The winner of the Scottish weather award was Andy MacDougall for this shot of the Sound of Raasay on the Isle of Skye. He said that the image was a ‘great reward after days of wind and rain that had made photography difficult’
Graham Niven was the runner-up in the Scottish weather category thanks to this image, which shows the city of Edinburgh during wintry conditions. He said: ‘March 2018 saw wild Arctic blasts sweeping across the country. I managed to make my way up Arthur’s Seat to capture a familiar view in unfamiliar conditions – with epic snowy squalls sweeping across the city’
The winter award in the four seasons category went to Sarah Rose, who snapped this image while on a snowy walk in Aberdeenshire
Kylie Macbeth was the runner-up in the urban category for her photo Into the Fog, which shows the Forth Rail Bridge in North Queensferry. She said: ‘On the way to visit my Grandma for her 96th birthday in North Queensferry, I just had to jump out the car and capture this scene. I had just taken up photography that month’
Bill Ward was the winner of the seascape category for this dramatic shot showing an incoming storm in Luskentyre on the Isle of Harris. He described it as an ‘extraordinary winter’s afternoon’
The runner-up spot in the monochrome award went to Waldemar Matusik, who captured this stunning image of the Union of South Africa at Bo’ness & Kinneil Railway Station
The winner of the monochrome category was Katrina Brayshaw, who snapped this image in the sand dunes of Gairloch
James Woodend was runner-up in the ‘your vision’ category after snapping this very unusual image of a close-up of a steel barrier on the Isle of Harris. He said: ‘It triggered my interest because, like many macro shots of man-made structures, it strangely echoes the natural environment in which they are found’

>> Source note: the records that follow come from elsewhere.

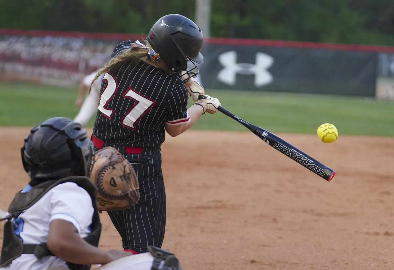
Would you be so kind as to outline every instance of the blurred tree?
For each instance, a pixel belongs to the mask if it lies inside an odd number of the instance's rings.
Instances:
[[[214,0],[212,37],[394,46],[392,0]],[[0,0],[0,28],[146,34],[195,1]]]

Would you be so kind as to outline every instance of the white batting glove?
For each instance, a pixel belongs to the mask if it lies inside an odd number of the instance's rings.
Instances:
[[[191,83],[190,81],[191,80]],[[191,98],[193,101],[196,102],[198,100],[198,96],[200,95],[204,95],[205,92],[204,90],[204,87],[200,85],[199,83],[195,81],[193,77],[189,79],[189,81],[185,83],[185,86],[188,85],[186,88],[189,92],[189,94]]]
[[[221,105],[219,100],[216,98],[213,98],[209,96],[200,96],[202,99],[196,102],[201,105],[204,108],[204,112],[208,113],[215,113],[217,111],[217,108]]]

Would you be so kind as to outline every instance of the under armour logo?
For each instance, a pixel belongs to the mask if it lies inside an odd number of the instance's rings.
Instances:
[[[167,25],[167,24],[166,24],[164,23],[164,21],[163,20],[162,20],[162,24],[160,24],[160,25],[165,25],[166,26],[168,26],[169,27],[170,27],[170,26]]]
[[[256,64],[237,63],[237,53],[230,51],[219,56],[219,62],[224,68],[217,74],[221,81],[230,85],[235,83],[236,74],[255,74],[255,85],[262,86],[272,81],[273,77],[267,69],[273,63],[273,57],[262,52],[256,54]]]

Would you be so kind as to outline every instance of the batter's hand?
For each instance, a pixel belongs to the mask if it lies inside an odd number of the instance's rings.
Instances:
[[[204,112],[208,113],[215,113],[217,111],[217,108],[221,104],[219,100],[216,98],[213,98],[209,96],[200,96],[200,100],[196,103],[203,106],[204,108]]]
[[[190,78],[193,79],[193,78]],[[198,100],[199,96],[201,95],[204,95],[205,92],[204,90],[204,87],[196,81],[193,80],[193,83],[190,85],[190,87],[187,87],[188,91],[189,92],[189,94],[191,97],[191,99],[195,102]]]

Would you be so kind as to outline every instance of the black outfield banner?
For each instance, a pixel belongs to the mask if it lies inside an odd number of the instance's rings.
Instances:
[[[373,96],[376,53],[208,44],[206,87]]]
[[[0,80],[77,85],[119,42],[144,38],[0,28]],[[392,47],[212,38],[202,52],[207,88],[373,97],[377,85],[385,98],[394,87],[379,72],[394,70]]]

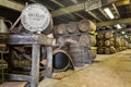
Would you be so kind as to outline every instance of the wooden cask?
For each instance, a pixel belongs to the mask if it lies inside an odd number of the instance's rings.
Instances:
[[[96,45],[96,36],[94,35],[87,35],[90,38],[90,46],[95,46]]]
[[[110,32],[107,32],[107,33],[105,33],[105,38],[111,38],[111,37],[114,37],[114,35],[112,35],[112,33],[110,33]]]
[[[90,46],[90,37],[87,35],[81,35],[79,38],[80,46]]]
[[[97,54],[96,50],[86,50],[85,52],[87,52],[85,63],[92,63],[96,58]]]
[[[104,33],[98,33],[97,39],[104,39]]]
[[[70,23],[67,25],[67,32],[68,32],[69,34],[78,33],[78,32],[79,32],[78,22],[70,22]]]
[[[105,40],[105,46],[106,46],[106,47],[109,47],[109,46],[111,46],[111,45],[112,45],[112,41],[111,41],[110,39]]]
[[[57,34],[63,35],[67,34],[67,24],[60,24],[57,27]]]
[[[66,71],[70,65],[71,57],[64,50],[53,50],[52,67],[55,71]]]
[[[69,53],[74,62],[74,66],[84,66],[85,53],[82,46],[80,46],[78,42],[71,44]]]
[[[105,48],[97,48],[97,53],[98,54],[104,54],[105,53]]]
[[[105,54],[110,54],[111,53],[111,51],[110,51],[110,48],[105,48]]]
[[[116,48],[115,47],[110,47],[110,52],[111,53],[116,53],[117,52]]]
[[[104,47],[104,46],[105,46],[104,40],[98,40],[98,41],[97,41],[97,46],[98,46],[98,47]]]
[[[79,22],[80,32],[95,32],[96,25],[90,20],[82,20]]]

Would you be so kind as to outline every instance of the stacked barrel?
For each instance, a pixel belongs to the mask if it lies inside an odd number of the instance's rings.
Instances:
[[[128,41],[123,38],[120,37],[116,37],[115,38],[115,47],[117,49],[117,51],[122,51],[126,50],[128,48]]]
[[[90,20],[59,24],[53,27],[53,35],[58,46],[66,44],[67,39],[74,40],[62,49],[71,55],[75,66],[83,66],[96,58],[96,25]]]
[[[110,54],[117,52],[114,46],[114,34],[111,32],[98,33],[97,47],[98,54]]]
[[[111,32],[103,32],[97,35],[97,53],[111,54],[127,49],[128,41],[120,37],[114,37]]]

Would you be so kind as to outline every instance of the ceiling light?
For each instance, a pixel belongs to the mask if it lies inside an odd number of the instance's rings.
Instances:
[[[126,32],[121,32],[121,34],[126,34]]]
[[[122,28],[119,24],[117,24],[116,27],[117,27],[118,29]]]
[[[128,35],[124,35],[126,38],[128,38]]]
[[[106,12],[106,14],[110,17],[110,18],[115,18],[112,12],[109,10],[109,8],[105,8],[104,11]]]

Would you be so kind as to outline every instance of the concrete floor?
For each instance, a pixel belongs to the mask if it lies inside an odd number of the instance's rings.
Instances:
[[[39,87],[131,87],[131,50],[97,55],[96,62],[61,79],[46,78]]]
[[[61,79],[46,78],[38,87],[131,87],[131,49],[115,54],[98,54],[93,64],[68,73],[62,72],[67,75]],[[24,87],[25,84],[4,83],[0,87]]]

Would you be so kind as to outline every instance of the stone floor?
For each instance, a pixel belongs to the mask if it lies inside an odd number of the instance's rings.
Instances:
[[[131,50],[97,55],[96,62],[61,79],[44,79],[39,87],[131,87]]]
[[[115,54],[98,54],[93,64],[69,71],[66,75],[59,79],[46,78],[38,87],[131,87],[131,49]],[[0,87],[24,87],[25,84],[10,82]]]

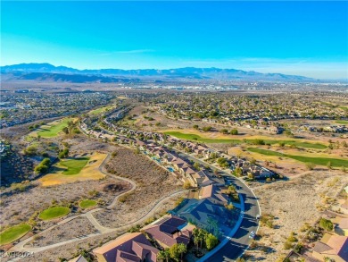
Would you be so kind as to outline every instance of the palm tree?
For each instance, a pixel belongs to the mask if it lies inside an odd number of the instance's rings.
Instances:
[[[182,256],[187,251],[187,247],[183,243],[179,243],[178,245],[178,251],[180,253],[180,259],[182,261]]]
[[[198,251],[199,238],[197,238],[196,236],[194,237],[194,243],[195,243],[195,248],[196,248],[196,249],[197,249],[197,251]]]
[[[164,250],[160,250],[160,252],[158,252],[157,259],[161,259],[161,261],[166,259],[166,261],[168,262],[170,258],[170,253],[169,249],[165,249]]]
[[[157,254],[157,259],[163,261],[167,258],[165,250],[160,250]]]

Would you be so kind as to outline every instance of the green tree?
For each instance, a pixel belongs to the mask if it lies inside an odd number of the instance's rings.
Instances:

He started the contest to promote conservation, to inspire photographers of all levels to explore Scotland’s stunning landscapes and to promote Scotland’s natural, cultural and historic heritage to an international audience.
Stuart said: ‘This year, photographers from across the globe entered the competition and once again the standard just keeps getting better and better.
‘In these difficult times ahead of us, we hope these stunning images will bring a little joy to everyone.’
All the winning images will be showcased in a limited edition yearbook, which will be available from next month.